KUTAL;
- Hadi ama Rodos, özür diledim ya. Daha kaç kere dilemem gerekiyor? Bırak surat asmayı artık. dedi Kutal beşinci kez.
- Adi orospu söz vermiştin, acıtmayacaktın. Ama sen ne yaptın kuru kuruya kökledin. Nasıl surat asmayayım götüm sızlıyor. diye bağırdı Rodos.
- Bakıyorum da bana küfretmeyi alışkanlık hâline getirdin.
- Neden acaba?
- Tamam bu konuya şimdilik girmeyeceğim.
- Lanet olsun Kutal sana sinirli kalamıyorum. Seviyorum lan seni. diye bağırdı yine Rodos.
- Ben de seni seviyorum, sevgilim. dedi Kutal. Ne dediğini önemsemedi.

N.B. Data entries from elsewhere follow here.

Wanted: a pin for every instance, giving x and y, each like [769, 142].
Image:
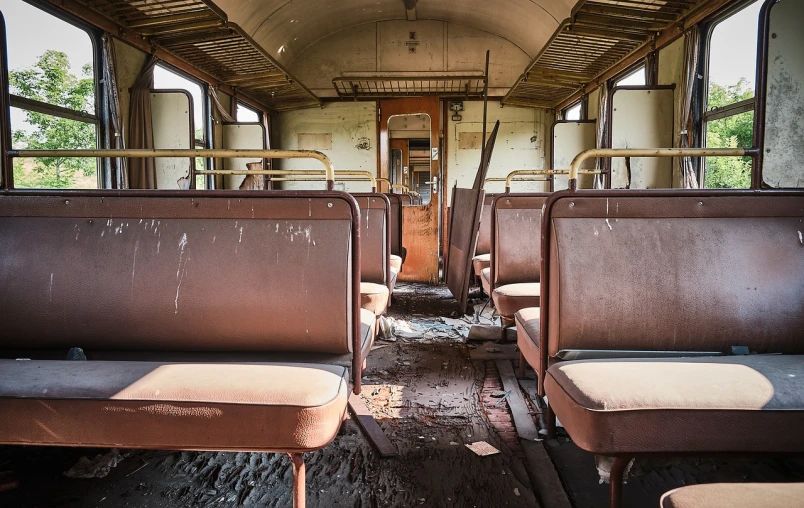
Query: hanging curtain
[115, 137]
[651, 77]
[224, 115]
[602, 117]
[142, 173]
[686, 133]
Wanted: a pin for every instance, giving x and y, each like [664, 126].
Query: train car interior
[397, 253]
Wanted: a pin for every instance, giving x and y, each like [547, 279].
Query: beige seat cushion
[511, 298]
[174, 406]
[481, 262]
[527, 334]
[714, 404]
[374, 297]
[736, 495]
[396, 263]
[485, 280]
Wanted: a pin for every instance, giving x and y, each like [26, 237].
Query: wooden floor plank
[370, 426]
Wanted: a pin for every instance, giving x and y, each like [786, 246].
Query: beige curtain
[141, 171]
[687, 90]
[115, 136]
[602, 118]
[224, 115]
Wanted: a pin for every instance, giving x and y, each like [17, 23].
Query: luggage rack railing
[328, 170]
[627, 153]
[543, 172]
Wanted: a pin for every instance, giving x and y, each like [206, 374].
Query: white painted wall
[347, 122]
[512, 150]
[383, 47]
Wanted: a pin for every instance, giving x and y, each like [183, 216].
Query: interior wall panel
[784, 118]
[172, 120]
[241, 136]
[642, 117]
[570, 139]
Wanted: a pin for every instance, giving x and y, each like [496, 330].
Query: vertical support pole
[551, 422]
[616, 481]
[299, 490]
[485, 102]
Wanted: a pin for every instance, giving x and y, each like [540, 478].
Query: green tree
[730, 132]
[50, 80]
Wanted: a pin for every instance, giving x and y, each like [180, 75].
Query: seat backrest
[179, 272]
[395, 224]
[484, 233]
[375, 242]
[516, 238]
[693, 271]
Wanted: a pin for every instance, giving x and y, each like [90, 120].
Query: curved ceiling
[285, 28]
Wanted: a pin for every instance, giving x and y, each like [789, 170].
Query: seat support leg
[616, 481]
[521, 366]
[299, 489]
[551, 423]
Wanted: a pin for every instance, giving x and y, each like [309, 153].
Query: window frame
[615, 81]
[582, 114]
[206, 117]
[704, 115]
[256, 111]
[100, 118]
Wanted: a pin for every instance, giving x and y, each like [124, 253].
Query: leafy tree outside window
[51, 81]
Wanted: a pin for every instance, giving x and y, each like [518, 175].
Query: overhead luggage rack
[360, 85]
[201, 35]
[593, 40]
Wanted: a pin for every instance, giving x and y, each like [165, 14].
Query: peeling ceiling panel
[286, 28]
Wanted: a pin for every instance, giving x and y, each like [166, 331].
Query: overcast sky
[31, 32]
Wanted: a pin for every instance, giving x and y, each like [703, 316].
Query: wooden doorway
[420, 227]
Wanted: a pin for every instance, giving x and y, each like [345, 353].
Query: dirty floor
[432, 392]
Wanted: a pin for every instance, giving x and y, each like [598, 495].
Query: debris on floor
[604, 465]
[98, 467]
[482, 448]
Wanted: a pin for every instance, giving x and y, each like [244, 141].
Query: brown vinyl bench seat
[208, 322]
[652, 289]
[158, 405]
[480, 263]
[681, 405]
[376, 269]
[515, 260]
[736, 495]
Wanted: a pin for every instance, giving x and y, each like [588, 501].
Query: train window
[246, 114]
[53, 91]
[573, 113]
[637, 77]
[165, 78]
[728, 119]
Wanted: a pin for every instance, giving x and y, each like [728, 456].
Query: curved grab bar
[329, 169]
[652, 152]
[545, 172]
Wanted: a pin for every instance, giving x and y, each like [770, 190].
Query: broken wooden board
[545, 477]
[505, 352]
[370, 426]
[516, 402]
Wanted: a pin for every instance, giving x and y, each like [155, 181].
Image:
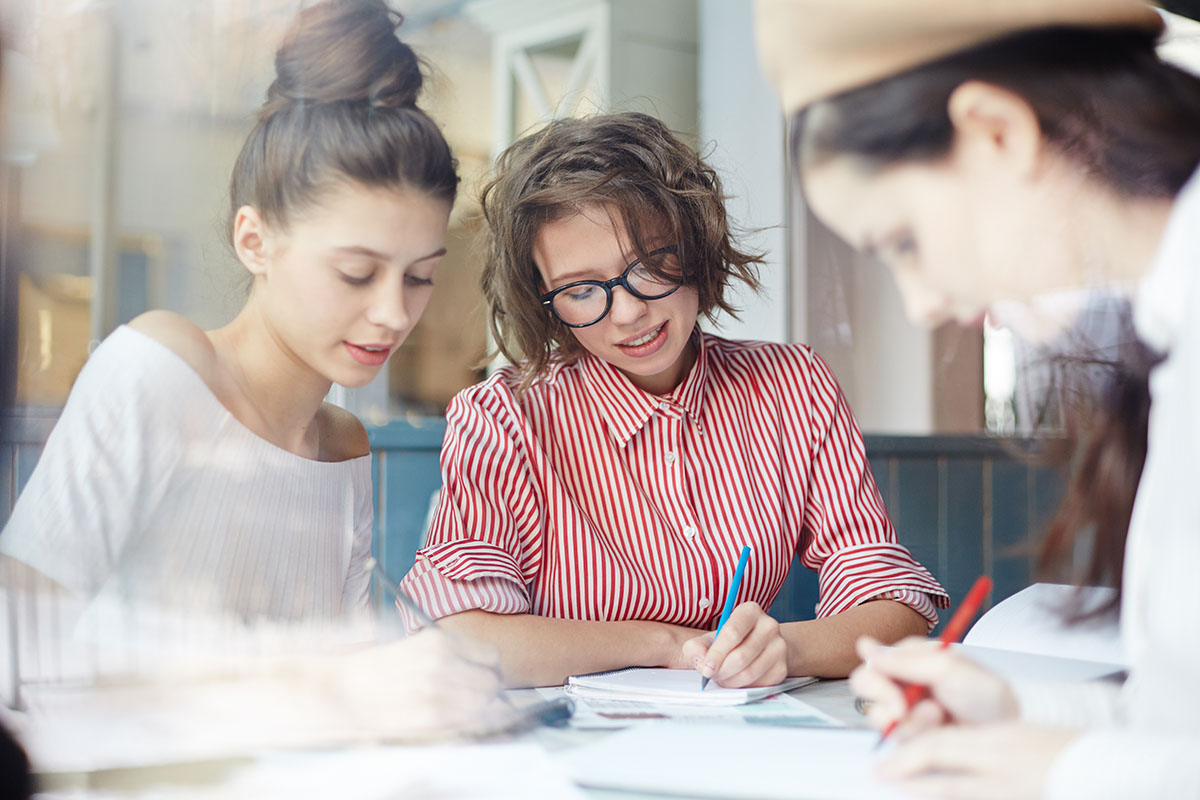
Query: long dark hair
[1110, 104]
[342, 107]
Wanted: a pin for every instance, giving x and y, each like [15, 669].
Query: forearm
[826, 647]
[543, 650]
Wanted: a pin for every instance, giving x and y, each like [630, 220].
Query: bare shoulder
[342, 435]
[181, 336]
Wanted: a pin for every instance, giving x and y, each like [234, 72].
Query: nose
[625, 307]
[387, 308]
[924, 306]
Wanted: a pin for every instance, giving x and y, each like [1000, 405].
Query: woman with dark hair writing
[1009, 152]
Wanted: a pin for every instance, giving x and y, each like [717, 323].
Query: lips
[647, 343]
[370, 355]
[642, 338]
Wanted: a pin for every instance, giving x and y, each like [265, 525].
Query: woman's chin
[1037, 325]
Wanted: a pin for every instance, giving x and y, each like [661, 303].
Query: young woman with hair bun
[201, 474]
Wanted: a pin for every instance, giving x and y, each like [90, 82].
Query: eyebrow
[358, 250]
[587, 274]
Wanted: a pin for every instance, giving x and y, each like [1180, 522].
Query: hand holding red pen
[924, 684]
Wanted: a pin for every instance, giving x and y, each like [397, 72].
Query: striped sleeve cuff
[855, 575]
[463, 576]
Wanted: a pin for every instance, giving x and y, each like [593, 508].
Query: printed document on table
[659, 685]
[780, 710]
[708, 761]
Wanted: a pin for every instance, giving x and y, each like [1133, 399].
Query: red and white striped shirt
[588, 498]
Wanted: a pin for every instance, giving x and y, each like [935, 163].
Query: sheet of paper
[1014, 665]
[658, 685]
[780, 710]
[1030, 621]
[707, 761]
[496, 773]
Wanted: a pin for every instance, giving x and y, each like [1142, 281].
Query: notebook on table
[659, 685]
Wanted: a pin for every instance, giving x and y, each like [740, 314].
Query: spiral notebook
[659, 685]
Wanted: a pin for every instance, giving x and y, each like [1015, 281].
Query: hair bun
[346, 50]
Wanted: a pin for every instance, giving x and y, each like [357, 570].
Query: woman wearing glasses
[597, 494]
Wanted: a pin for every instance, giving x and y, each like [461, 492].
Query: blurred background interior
[123, 119]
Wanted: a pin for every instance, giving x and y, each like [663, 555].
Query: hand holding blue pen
[730, 599]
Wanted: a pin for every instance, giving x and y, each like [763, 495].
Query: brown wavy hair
[1110, 104]
[635, 164]
[342, 108]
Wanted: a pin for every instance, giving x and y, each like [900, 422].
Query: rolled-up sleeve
[484, 546]
[850, 541]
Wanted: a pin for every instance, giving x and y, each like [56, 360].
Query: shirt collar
[1161, 307]
[627, 409]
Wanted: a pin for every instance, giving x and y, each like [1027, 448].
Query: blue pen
[730, 599]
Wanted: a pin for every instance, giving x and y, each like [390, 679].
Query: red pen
[953, 631]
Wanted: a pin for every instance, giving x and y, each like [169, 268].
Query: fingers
[994, 761]
[739, 625]
[749, 651]
[694, 649]
[966, 691]
[768, 668]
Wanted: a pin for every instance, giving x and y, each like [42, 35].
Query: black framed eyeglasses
[586, 302]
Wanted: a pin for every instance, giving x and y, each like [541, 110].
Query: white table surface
[829, 696]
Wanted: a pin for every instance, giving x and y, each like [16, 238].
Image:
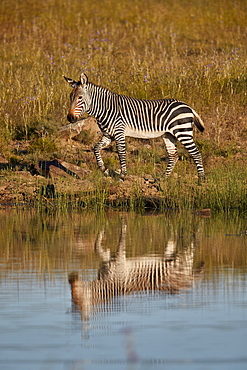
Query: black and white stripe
[119, 116]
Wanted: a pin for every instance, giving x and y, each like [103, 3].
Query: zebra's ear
[83, 79]
[72, 83]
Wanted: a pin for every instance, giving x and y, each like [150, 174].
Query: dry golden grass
[190, 50]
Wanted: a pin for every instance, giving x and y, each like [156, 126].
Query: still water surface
[164, 291]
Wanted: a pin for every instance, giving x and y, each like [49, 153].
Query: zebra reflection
[172, 273]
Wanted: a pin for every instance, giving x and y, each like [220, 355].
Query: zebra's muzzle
[71, 118]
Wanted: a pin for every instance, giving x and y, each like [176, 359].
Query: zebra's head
[79, 98]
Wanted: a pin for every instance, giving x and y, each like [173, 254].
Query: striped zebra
[119, 116]
[118, 276]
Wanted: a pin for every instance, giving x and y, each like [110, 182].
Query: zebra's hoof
[106, 173]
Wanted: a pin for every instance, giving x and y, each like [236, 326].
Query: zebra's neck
[102, 101]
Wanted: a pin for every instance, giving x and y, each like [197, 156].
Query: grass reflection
[47, 243]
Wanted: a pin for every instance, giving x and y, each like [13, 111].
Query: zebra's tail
[198, 121]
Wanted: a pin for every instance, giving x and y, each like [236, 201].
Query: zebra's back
[152, 118]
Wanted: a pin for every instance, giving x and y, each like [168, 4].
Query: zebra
[172, 272]
[119, 116]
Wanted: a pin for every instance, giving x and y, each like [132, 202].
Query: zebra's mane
[106, 91]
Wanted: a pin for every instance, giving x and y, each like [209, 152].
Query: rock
[58, 168]
[74, 129]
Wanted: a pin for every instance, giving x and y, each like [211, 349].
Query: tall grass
[190, 50]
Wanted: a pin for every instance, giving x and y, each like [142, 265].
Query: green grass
[190, 50]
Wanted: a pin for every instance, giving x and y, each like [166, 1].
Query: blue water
[204, 327]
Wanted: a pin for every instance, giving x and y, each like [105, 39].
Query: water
[193, 315]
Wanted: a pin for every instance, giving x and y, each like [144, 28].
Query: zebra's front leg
[104, 142]
[170, 144]
[121, 149]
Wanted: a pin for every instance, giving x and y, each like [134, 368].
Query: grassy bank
[190, 50]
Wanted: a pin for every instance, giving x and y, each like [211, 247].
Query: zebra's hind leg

- Sen bana az evvel sevgilim mi dedin?
- Evet sevgilim. Benim olur musun diye sormuştun, düşündüm ve senin olmaya karar verdim.
- Sevgilim. Sen benim sevgilimsin. Seni şimdi az öncekinden de çok seviyorum sevgilim.
- Ben de seni seviyorum sevgilim. dedi Kutal. Rodos'u seviyordu bu doğruydu. Sevgili olmak istemişti. Ve olmuşlardı. Rodos'un dudağına eğildi, ama sesi ile durdu.
- Sersem yola bak beni sonra öpersin. Arabayı sen kullanıyorsun ve bu araba babamın hediyesi.
- Sorry baby. I am so sorry.
- No problem.
Kahkaha attılar. Gerçekten iyi anlaşmaya başladılar. Özgürlüğün tadını sadece şu cümleyi içten kuranlar çıkarabilirdi;
"Siktir et"
Onların şu an da yaptığı tam olarak buydu. Hayatı siktir et'meye başlamışlardı.
Eve geldiklerinde Rodos zar zor yerinden kalktı. Kutal'a dönüp;
'Bunu unuttuğumu sanma sana bunu ağır ödeteceğim' bakışı attı. Tabi Kutal kendi isteğine göre çevirerek algıladı bu bakışı. 'Çok iyiydin bebeğim eve gidince bunu tekrar edelim' dediğini varsaydı.
Zile bastı, kapıyı çaldı, kapıyı evin hizmetçilerinden Fatoş açtı. Asıl adı Fatma'ydı ama Kutal ona Fatoş diyordu.
- Selam Fatoş. dedi içeriye girerken.
- Hoşgeldiniz Kutal Bey, anneniz ve babanız sizi arka bahçede bekliyor.
- Tamam Fatoş teşekkür ederim. Hadi gel Rodos niye orada dikiliyorsun öyle?
- Sanki yürüyebiliyorumda. Aslında senin beni sırtında taşıman gerekiyor ukâlâ çocuk.
- Emredersiniz Lordum. dedi ve belinden tutup omzuna attı. Başı poposunun hizasına gelmişti.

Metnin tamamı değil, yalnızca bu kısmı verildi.